Two things about this: One, the data already proves that quitting smoking in early recovery does not hinder your chances of success. The data proves otherwise. And two, the potential upside of quitting smoking in early recovery is HUGE. Not just because it is such a positive and life changing goal, but also because it would be such a huge WIN for you in your recovery.
You need a win in your recovery, and it needs to be a big win. Why? Because a big win will create momentum for you.
If you can tackle your biggest goal in recovery and nail it, then think of the positive momentum this will create. If you conquer your toughest goal then what will you make of lessor goals? They will be a piece of cake!
And thus, this is how to build on your success in recovery.
Start with your most important goal, and nail it. Then, set another important goal for yourself, and work hard to achieve it.
If you stop doing this at some point in your recovery, you will become stagnant and run the risk of possibly relapsing.
But based on the positive changes that you achieve by setting and achieving these goals, why would you want to stop?
How to attack your biggest goal in recovery
I suggest that you start with your biggest goal in recovery, and work hard at it to get your first “win.” This is of critical importance because it will motivate you to continue on and set and reach new positive goals. You want to start out with a win in order to start building momentum.
So, how do you do this? How do you insure that you are successful in reaching this first goal in recovery?
You do it by attacking the goal and dedicating your entire life to achieving it.
I had to do this myself when it came to quitting smoking in recovery.
I had been clean and sober for a few years in recovery, but I was still smoking cigarettes, and I wanted to stop quite badly.
But the problem was that I could not seem to do it. I tried and failed several times.
I explored various strategies to help me to quit. I recruited accountability partners. Nothing worked. I could not successfully quit.
At some point, I got really sick of this negative cycle. I was fed up with it. And I got a little angry. I said to myself: “I am going to dedicate my whole life to this goal right now. Time to get serious!”
Using overwhelming force
So what I did next was to set up a plan. My plan consisted of using every available resource that I had at my disposal.
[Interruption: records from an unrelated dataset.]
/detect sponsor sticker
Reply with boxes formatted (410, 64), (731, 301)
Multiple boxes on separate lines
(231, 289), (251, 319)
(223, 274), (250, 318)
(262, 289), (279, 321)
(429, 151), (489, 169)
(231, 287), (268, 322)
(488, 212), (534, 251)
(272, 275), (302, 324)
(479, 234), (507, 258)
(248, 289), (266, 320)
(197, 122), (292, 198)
One part of my plan was in my reward system. I saved up extra money and set it aside to reward myself after I successfully quit smoking. This worked really well, and I had several hundred dollars of “fun money” that I could spend on whatever I wanted if I made it to two weeks without any nicotine (two weeks is a huge turning point where most people achieve success if they can make it).
Another part of my plan was in vacationing. I planned this quit attempt so much in advance that I was going to be off of work for several weeks and taking a huge family vacation in order to distract myself. Again, this worked perfectly, but it took a lot of planning and organization to make it all happen.
This is overwhelming force in action. Giving yourself several hundred dollars as reward money and planning a huge family vacation as a distraction are both huge action steps. I did not just want to make a feeble quitting attempt, but I wanted instead to completely bury my goal of quitting.
Careful planning and a serious commitment made it happen. I was able to quit smoking and then went on to start exercising regularly too.
Realizing your true power
When I was finally able to quit smoking, I realize the full power that I had.
I was exercising now too, running six miles every other day.
And the thought struck me at this point: “I can do anything I want, really. Quitting smoking and becoming a regular runner was incredibly tough, but I did it. I can do anything!”
So I started doing stuff, challenging myself to make more positive changes. I finished a degree. Built a business. Got a promotion. And so on.
This is how positive change should happen in recovery. Get one win, and then build on it.